Langer herbstlicher Runout zur Brücke

Heute ist der Tag der Entscheidung. Ich muss an einer Abzweigung vorbeifahren oder sie nehmen. Eigentlich schon die ganze Tour ist die Rede davon, schon Iker auf der BAM meinte, man muss unbedingt die OSR fahren. Auch die Engländer, die ich auf dem Lena-Highway treffe meinen, die Strasse wäre gut. Andererseits ist sie bei vielen Einheimischen gar nicht mehr bekannt. Das Beispiel von Adrian hat wieder eher dazu geführt, die Strecke kritischer zu sehen. Auch die Norweger meinen, dass sie alleine nicht ratsam zu machen ist.

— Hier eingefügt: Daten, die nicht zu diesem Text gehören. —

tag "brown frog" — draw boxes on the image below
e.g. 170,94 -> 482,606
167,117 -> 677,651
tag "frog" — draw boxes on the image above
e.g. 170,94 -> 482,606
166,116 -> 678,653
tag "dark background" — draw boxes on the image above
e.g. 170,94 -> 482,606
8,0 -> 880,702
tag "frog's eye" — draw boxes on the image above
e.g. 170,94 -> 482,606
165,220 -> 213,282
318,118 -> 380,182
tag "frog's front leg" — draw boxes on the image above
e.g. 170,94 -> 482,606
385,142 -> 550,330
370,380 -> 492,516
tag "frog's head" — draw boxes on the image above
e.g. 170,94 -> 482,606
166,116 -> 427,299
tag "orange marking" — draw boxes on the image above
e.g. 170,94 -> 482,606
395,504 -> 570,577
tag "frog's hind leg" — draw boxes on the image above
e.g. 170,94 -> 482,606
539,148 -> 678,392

Für mich ist nun das Hauptentscheidungskriterium das Wetter. Nachdem ich die letzten Tage immer wieder gefragt habe, wie der Wetterbericht für die nächsten Tag sei und meist eher negative Antworten bekam, ist die Tendenz recht klar. Auch im Internet habe ich seit zwei Wochen keine Sonne in Tomtor gesehen. Ich will die Strecke zwar gerne fahren, aber was bringt es mir, wenn ich im Regen bei verhangenem Wetter durchfahre. Da werde ich nur trübselig und habe Schwierigkeiten bei den vielen Furten.

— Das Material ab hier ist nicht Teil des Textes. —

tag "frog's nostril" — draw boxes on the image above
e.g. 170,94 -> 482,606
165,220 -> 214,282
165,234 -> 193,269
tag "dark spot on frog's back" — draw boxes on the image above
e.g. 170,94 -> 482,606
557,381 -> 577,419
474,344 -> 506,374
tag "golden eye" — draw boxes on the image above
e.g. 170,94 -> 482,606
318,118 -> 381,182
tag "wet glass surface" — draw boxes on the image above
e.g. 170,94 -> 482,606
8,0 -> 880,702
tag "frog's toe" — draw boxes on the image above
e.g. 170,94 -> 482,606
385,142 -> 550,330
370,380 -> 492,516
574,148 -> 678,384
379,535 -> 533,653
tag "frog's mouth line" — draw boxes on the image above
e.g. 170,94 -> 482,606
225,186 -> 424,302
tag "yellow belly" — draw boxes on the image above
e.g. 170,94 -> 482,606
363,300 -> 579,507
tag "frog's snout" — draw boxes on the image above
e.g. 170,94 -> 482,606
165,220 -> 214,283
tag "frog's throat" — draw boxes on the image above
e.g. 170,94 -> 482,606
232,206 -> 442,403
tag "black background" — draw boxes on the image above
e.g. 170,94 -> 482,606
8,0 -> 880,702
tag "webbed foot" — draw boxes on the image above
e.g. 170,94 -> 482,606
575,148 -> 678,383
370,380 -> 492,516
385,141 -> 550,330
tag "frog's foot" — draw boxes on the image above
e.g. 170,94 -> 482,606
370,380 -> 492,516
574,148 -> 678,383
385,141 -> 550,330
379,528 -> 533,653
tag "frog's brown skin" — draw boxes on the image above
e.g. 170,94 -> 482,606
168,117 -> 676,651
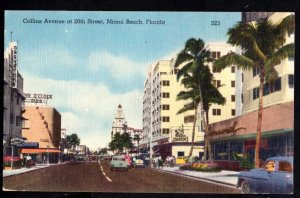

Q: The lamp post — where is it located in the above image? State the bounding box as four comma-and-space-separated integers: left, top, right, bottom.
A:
47, 145, 49, 166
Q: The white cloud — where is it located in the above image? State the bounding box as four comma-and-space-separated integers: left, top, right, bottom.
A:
22, 73, 143, 149
88, 51, 148, 80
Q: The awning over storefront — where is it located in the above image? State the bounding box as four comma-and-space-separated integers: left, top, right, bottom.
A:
21, 148, 61, 154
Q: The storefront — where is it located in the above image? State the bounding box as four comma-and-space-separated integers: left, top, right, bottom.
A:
208, 102, 294, 169
21, 148, 61, 164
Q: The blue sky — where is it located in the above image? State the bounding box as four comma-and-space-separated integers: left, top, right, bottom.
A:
4, 11, 241, 149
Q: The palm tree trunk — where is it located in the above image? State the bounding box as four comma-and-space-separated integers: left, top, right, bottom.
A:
254, 68, 265, 168
189, 107, 197, 157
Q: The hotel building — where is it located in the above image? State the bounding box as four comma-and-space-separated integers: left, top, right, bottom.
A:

Am Morgen wache ich bei leichtem Regen auf und bleibe erst noch liegen. Erst ein Blick nach draussen zeigt mir, dass es nicht so trüb ist und sogar einige Flecken blauer Himmel zu sehen sind. Zum Frühstück gibt es ein wenig Brot mit Erdbeermarmelade, dann verabschiede ich mich von den Geophysikern. Die Entscheidung über die Weiterfahrt ist nun zwar schon eigentlich gefallen, bei der hohen Wahrscheinlichkeit von trübem Wetter nehme ich lieber die Strecke über Ust-Nera, die OSR kommt für mich nur bei Sonne in Frage. Gleich steht ein weiteres Highlight der Kolymatrasse an, die Brücke bei Kyubeme, oder das was noch von ihr übrig ist. Sie ist wohl schon eine Weile eine Ruine, wie so manche Brücke an der BAM. Das Besondere an ihr ist, dass sie ganz aus Holz gebaut ist und in wunderschöner Landschaft steht. Dadurch, dass die Brücke nicht mehr befahrbar ist, kann es sein, dass Tomtor und Omjakon abgeschnitten sind, wenn der Fluss Kyubeme einmal wieder Hochwasser führt. An der Tankstelle Kyubeme hat es zwar einen LKW, aber der schafft auch nicht jeden Wasserstand. So ist der Wasserstand hier ein wichtiges Thema. Das Dorf Kyubeme selber ist eine Wüstung jenseits der Furt. Es wundert mich unterwegs sehr, wieviel Aufwand beim Trassenbau für die Federalnaya Trassa betrieben wird und dass im Gegensatz dazu keine Brücke hier über den Kyubeme gebaut wird.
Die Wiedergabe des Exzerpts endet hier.